There are rising concerns that the Federal High Court in Abuja may have violated the Nigeria Data Protection Regulation by ordering the National Identity Management Commission, the Nigeria Immigration Service, and some banks to release the biodata of David Ukpo to the detained former Senate President, Ike Ekweremadu, and his wife, Beatrice.
Ekweremadu and his wife were arrested in the United Kingdom on June 24, on the charges of conspiracy to fly a minor to the UK, with the intentions of harvesting the minors organ to salvage the health situation of their daughter Sonia.
They were also denied bail by the Uxbridge magistrate court.
Following the incident of alleged organ harvesting in the United Kingdom, Mr. Ukpo’s passport surfaced online, promoting the Federal Government to order an investigation into the breach of his data and privacy.
While the data breach had yet to be resolved, Justice Inyang Ekwo in a ruling on Friday granted the prayers of the counsel to the Ekweremadus, Adegboyega Awomolo (SAN), for Ukpo’s biodata to be released to the couple to aid their defence in the trial in the UK. “I make an order granting the prayers,” the judge ruled.
Meanwhile, a source at the NIMC expressed concern over the extent to which the ruling breached the provisions of the Nigeria Data Protection Regulation 2019, put in place in accordance with the Act establishing the National Information Technology Development Agency.The source lamented that it was wrong for the data of a subject to be released to another individual, adding that the judgement was hasty and that the commission still had a window to file its processes when the court gave its judgement.
The NITDA Act 2007 had mandated the agency to “inter alia develop regulations for electronic governance and monitor the use of electronic data interchange”.
Section 2.3 of the regulation, which speaks to ‘Procuring Consent’ stated, among other provisions, that no data shall be obtained without the subject’s knowledge and that the subject must give consent without coercion.
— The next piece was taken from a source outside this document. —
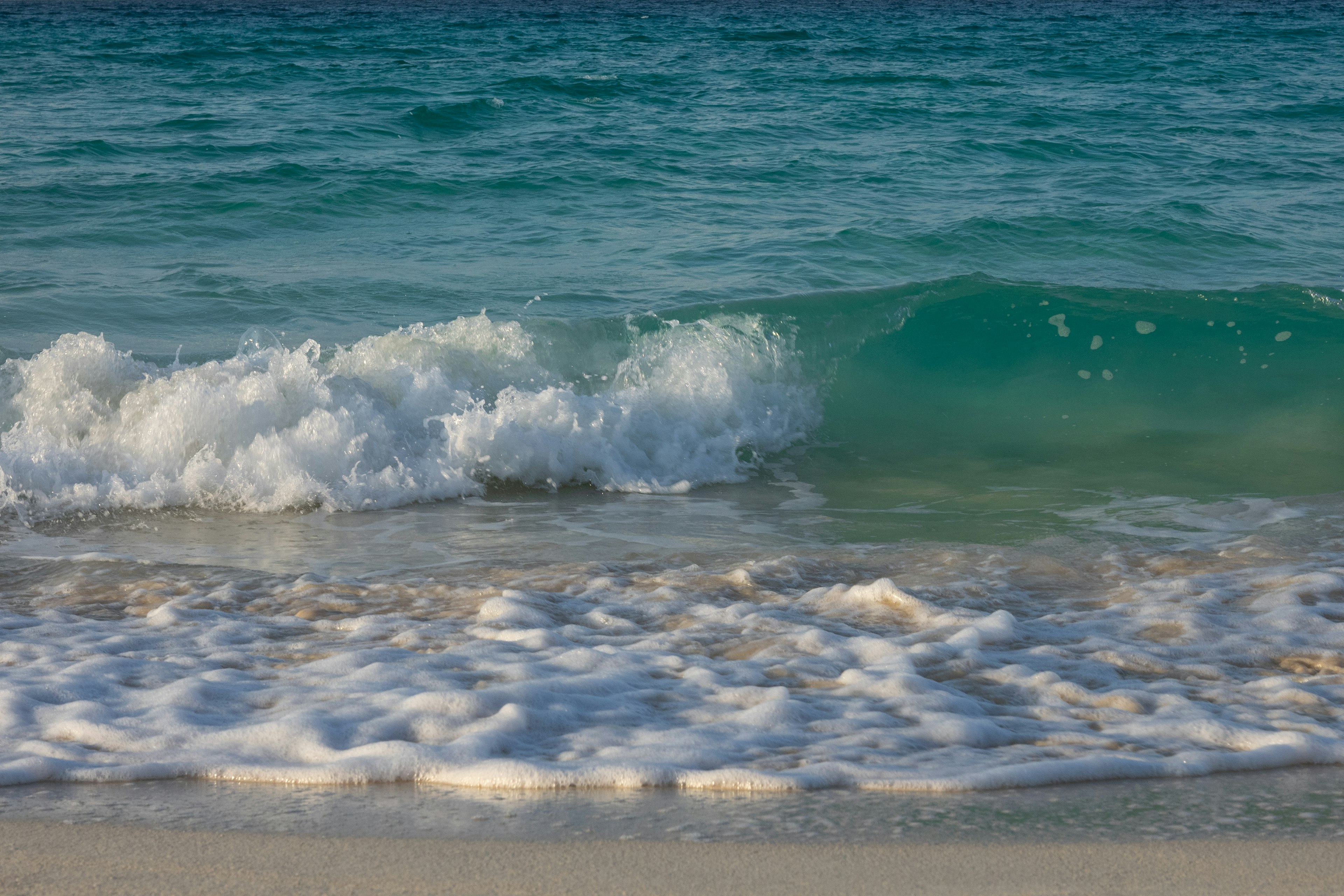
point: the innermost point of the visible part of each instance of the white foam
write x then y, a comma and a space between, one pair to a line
420, 414
963, 668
Section 2.3 reads, “(1) No data shall be obtained except the specific purpose of collection is made known to the Data Subject; (2) Data Controller is under obligation to ensure that consent of a Data Subject has been obtained without fraud, coercion or undue influence; accordingly: (a) where processing is based on consent, the Controller shall be able to demonstrate that the Data Subject has consented to processing of his or her Personal Data and the legal capacity to give consent; (e) where data may be transferred to a third party for any reason whatsoever.”
The NIMC source noted that the commission was saddened by the ruling because there was no evidence of consent from the data subject; the request was in the private capacity of the Ekweremadus and that no provision in the NIMC Act, Regulations & NDPR permits such transmission of personal information.
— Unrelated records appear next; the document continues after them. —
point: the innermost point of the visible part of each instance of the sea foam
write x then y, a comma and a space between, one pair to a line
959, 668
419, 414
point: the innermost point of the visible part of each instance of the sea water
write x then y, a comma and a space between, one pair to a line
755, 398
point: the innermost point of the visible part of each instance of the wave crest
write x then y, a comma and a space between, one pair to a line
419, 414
The source hinted that the commission was only served with the court processes on June 27 and 30, 2022 and that the application before the court was to seek the order of mandamus to compel NIMC to disclose the NIN data of a citizen without the consent of the citizen, which was in contravention of the NDPR.
The source added, “The applicants are not law enforcement agencies and cannot, therefore, assert to the court that the information will be used to prevent crime. Therefore, they do not have the capacity to act for law enforcement agencies. The proper process is to apply to relevant law enforcement agencies and to join HAGF (Honourable Attorney General of the Federation) in the process.”